While praising Goldman’s capabilities as an investment bank, Tony Guernsey, New York-based head of national wealth management for Wilmington Trust, said the Wall Street firm is “much more a sales and trading operation” and not an industry leader in wealth management.
“Their clients tend to be high-end, self-directed investors who are not looking for wealth management services,” Guernsey said. “Goldman provides excellent retail brokerage service for those clients, but it is not a holistic approach.”
Not much of a dent
But despite all the sound and fury of the current media storm, the case may not even put much of a dent in the firm’s position as a formidable wealth management competitor, say industry observers.
“Initially there is massive brand damage,” said industry consultant Tim Welsh, president of Nexus Strategy, of Larkspur, California. “But what people talk about and what they do can be entirely different. Look at what happened to Toyota [with its cars’ braking problems], and their sales are up. Merrill Lynch should have been crushed by bad publicity two years ago and they may made more money than ever last year. Goldman is so entrenched that I think in wealth management it will be business as usual.”
“I don’t think this will have much impact on their wealth management business,” said industry veteran Jamie McLaughlin. “Clients that want their products will continue to use them.”
Prospective clients “might be less likely to hire Goldman because of all the negative publicity,” said Jeff Spears, chief executive of Sanctuary Wealth Services LLC in San Francisco. But, Spears added, Goldman may be aided by an equally strong tendency by the public to “forgive and forget”.
Indeed, at this point, the ultimate impact of the SEC’s offensive against Goldman – and possibly other firms – on the wealth management industry remains uncertain.
“I think it’s too early to tell,” said Hou. “It’s usually not one thing but a cumulative effect that weighs on clients’ minds.”
“I don’t think there’s any way anyone can intellectually honestly say the Goldman situation is not going to have a negative impact. The question is what’s the magnitude?
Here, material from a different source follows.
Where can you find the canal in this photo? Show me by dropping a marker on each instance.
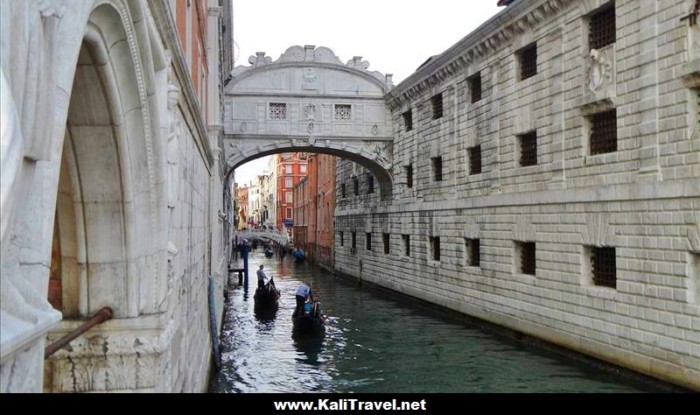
(380, 343)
This is another example of a Wall Street conflict of interest causing a systemic crisis of confidence,” said Elliot Weissbluth, chief executive for Chicago-based HighTower Advisors.
If the perception is widespread, Weissbluth believes, firms such as his will benefit.
“The silver lining is that it will lead to greater awareness of the simple fact that firms like HighTower are better and safer,” he said.
Doug Regan, president of Northern Trust’s wealth management group, neatly summed up the industry’s ambivalence about the Goldman affair.
“It comes at a bad time for the industry, as banks are beginning to put the troubles of the past two years behind them. It gives clients one more reason to question their provider,” Regan said.
But there was another side to the story, he stressed.
“This puts a premium on firms that stayed close to their clients and lived their core values,” he said.